We can see the impact of Cobre Panama closing on its dividend triangle as both revenue and EPS have been affected.
Potential Risks
The company employs a strong business model and relies on royalties rather than being directly linked to commodity price fluctuations. Nonetheless, an investor can expect turbulence when the gold price drops; it’s highly cyclical. As a royalty-based company, FNV is subject to various tax and regulatory risks. Since it receives royalties from several countries, a change in regulation could lead to a change in distribution.
The company is running into legal issues with the Government of Panama. Panama’s Supreme Court declared First Quantum’s Cobre Panama mining contract to be unconstitutional on November 28th. Mining operations were essentially shut down late last week. First Quantum (the mine’s operator) along with FNV initiated arbitration proceedings under the Panama/Canada Free Trade Agreement.
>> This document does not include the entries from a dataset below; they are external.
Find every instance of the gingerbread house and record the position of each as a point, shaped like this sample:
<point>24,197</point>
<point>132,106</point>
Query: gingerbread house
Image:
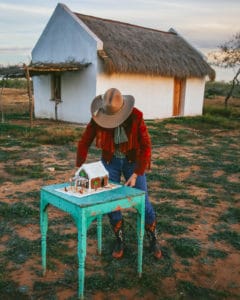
<point>91,176</point>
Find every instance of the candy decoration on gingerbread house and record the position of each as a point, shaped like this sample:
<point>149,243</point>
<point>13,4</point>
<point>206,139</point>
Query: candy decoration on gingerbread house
<point>91,176</point>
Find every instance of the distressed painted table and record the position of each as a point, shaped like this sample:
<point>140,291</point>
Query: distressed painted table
<point>86,209</point>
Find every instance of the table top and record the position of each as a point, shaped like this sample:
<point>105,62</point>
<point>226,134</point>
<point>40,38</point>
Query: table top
<point>118,193</point>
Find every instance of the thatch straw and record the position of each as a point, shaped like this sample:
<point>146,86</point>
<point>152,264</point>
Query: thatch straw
<point>133,49</point>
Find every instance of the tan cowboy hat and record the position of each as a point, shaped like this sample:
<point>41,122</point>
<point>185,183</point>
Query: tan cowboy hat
<point>111,109</point>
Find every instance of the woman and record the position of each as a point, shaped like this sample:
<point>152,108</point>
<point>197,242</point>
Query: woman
<point>123,137</point>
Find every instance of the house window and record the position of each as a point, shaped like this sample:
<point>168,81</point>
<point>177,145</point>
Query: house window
<point>56,87</point>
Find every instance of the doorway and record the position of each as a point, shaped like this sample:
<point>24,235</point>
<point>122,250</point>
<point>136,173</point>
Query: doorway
<point>178,96</point>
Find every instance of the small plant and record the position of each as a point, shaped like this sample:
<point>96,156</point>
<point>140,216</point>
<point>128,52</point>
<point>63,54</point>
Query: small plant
<point>185,247</point>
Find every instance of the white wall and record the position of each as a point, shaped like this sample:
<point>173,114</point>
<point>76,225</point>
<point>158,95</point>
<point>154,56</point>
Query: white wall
<point>65,38</point>
<point>194,96</point>
<point>77,91</point>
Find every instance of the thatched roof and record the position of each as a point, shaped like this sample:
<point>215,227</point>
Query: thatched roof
<point>129,48</point>
<point>46,68</point>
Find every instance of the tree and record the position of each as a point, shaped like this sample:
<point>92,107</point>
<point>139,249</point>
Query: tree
<point>228,56</point>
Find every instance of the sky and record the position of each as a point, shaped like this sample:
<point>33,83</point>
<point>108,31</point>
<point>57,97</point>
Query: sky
<point>204,24</point>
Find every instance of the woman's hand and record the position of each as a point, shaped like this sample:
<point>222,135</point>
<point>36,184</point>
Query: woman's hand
<point>132,180</point>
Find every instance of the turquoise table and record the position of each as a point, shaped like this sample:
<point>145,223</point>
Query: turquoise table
<point>86,209</point>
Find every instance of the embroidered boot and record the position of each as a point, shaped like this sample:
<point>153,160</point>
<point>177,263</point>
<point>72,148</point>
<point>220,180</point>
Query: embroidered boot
<point>118,231</point>
<point>153,242</point>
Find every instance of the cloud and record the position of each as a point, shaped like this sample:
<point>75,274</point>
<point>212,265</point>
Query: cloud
<point>26,9</point>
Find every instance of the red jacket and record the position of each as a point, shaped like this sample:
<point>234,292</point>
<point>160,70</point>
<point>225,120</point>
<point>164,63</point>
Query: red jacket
<point>137,148</point>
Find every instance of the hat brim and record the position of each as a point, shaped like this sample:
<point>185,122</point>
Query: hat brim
<point>112,121</point>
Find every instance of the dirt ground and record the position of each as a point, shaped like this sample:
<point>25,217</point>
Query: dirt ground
<point>218,275</point>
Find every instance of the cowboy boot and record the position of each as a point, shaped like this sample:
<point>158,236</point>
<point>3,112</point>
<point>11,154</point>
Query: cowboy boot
<point>118,231</point>
<point>153,242</point>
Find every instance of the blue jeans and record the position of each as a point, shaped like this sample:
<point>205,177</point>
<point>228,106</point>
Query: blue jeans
<point>121,166</point>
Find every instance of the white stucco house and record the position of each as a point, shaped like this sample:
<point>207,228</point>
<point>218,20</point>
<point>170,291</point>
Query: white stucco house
<point>78,57</point>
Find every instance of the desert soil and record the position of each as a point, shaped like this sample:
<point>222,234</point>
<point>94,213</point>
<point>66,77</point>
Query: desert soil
<point>218,274</point>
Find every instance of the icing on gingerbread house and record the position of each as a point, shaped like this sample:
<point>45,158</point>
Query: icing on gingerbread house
<point>91,176</point>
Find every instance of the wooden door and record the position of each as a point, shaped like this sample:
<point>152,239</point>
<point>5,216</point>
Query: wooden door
<point>178,96</point>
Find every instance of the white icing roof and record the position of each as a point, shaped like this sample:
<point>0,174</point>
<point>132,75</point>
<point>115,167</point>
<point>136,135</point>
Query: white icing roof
<point>93,170</point>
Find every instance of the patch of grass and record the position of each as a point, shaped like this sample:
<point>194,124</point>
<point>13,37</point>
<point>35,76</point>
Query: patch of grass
<point>185,247</point>
<point>191,291</point>
<point>20,249</point>
<point>232,215</point>
<point>18,212</point>
<point>26,171</point>
<point>168,226</point>
<point>165,180</point>
<point>229,236</point>
<point>216,253</point>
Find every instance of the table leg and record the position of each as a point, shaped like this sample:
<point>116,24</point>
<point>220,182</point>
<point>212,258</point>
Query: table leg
<point>99,234</point>
<point>82,244</point>
<point>43,228</point>
<point>140,232</point>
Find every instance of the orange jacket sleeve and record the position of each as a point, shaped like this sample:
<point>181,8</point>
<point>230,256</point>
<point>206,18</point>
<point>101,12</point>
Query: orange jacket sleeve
<point>85,142</point>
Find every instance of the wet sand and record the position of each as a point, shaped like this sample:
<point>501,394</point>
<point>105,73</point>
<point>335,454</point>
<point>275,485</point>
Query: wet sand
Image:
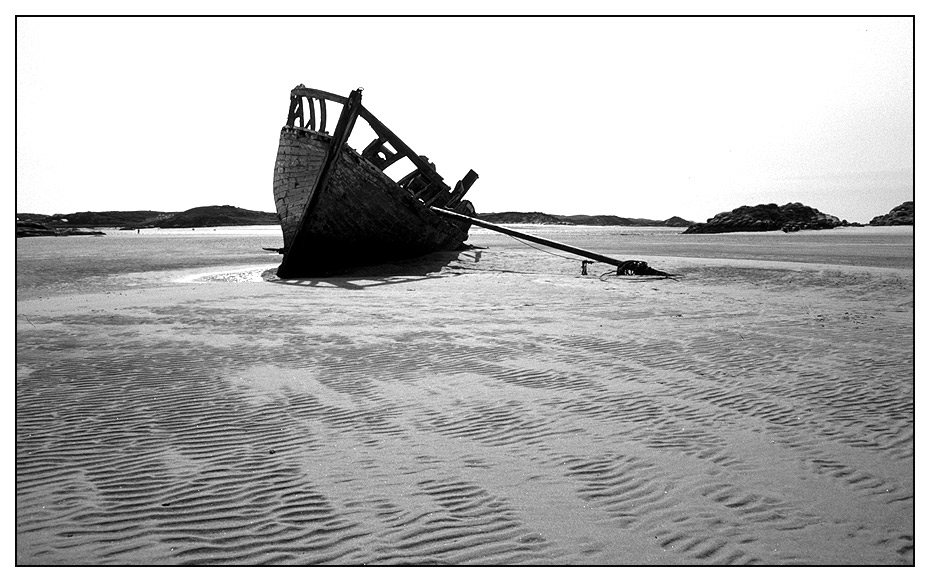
<point>466,409</point>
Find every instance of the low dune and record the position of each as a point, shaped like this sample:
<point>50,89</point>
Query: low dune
<point>486,407</point>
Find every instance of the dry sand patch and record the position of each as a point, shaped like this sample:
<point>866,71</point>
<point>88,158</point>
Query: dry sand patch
<point>490,411</point>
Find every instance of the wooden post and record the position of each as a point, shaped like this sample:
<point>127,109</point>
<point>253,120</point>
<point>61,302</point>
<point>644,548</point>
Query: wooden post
<point>537,239</point>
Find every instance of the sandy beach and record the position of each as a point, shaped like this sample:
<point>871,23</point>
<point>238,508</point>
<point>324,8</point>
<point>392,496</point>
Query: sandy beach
<point>178,404</point>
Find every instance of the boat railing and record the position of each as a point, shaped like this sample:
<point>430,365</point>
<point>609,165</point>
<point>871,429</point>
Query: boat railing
<point>424,183</point>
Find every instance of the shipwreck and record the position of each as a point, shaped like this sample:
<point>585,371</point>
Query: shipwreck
<point>339,209</point>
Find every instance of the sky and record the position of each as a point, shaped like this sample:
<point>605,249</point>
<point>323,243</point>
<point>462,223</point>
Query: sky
<point>632,116</point>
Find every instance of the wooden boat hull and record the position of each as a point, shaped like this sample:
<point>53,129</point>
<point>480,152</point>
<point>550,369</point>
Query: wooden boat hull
<point>356,215</point>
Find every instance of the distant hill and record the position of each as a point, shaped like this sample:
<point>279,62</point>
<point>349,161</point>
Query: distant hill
<point>577,219</point>
<point>216,216</point>
<point>195,217</point>
<point>765,217</point>
<point>902,214</point>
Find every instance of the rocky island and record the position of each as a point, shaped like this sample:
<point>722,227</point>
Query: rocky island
<point>789,217</point>
<point>577,219</point>
<point>202,216</point>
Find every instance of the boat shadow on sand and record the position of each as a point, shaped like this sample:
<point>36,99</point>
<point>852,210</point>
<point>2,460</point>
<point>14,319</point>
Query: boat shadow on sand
<point>431,266</point>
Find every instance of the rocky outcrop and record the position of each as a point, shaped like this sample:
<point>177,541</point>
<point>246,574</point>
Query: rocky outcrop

Franco-Nevada expressed hope that the election could lead to a new dialogue with the incoming government, which might facilitate resolving the issues at Cobre Panama. It is clearly testing investors patience.
Final thought
Franco Nevada is a strong Canadian dividend stock, period. While the situation in Panama is a concern, I see it more as a buying opportunity for investors. The rest of the company is well, and Franco Nevada shows no debt. Worse, FNV won’t get royalties from this mine for a while, which will slow down the company’s short-term growth. However, five years from now, I doubt it will significantly impact Franco Nevada’s ability to generate cash flow.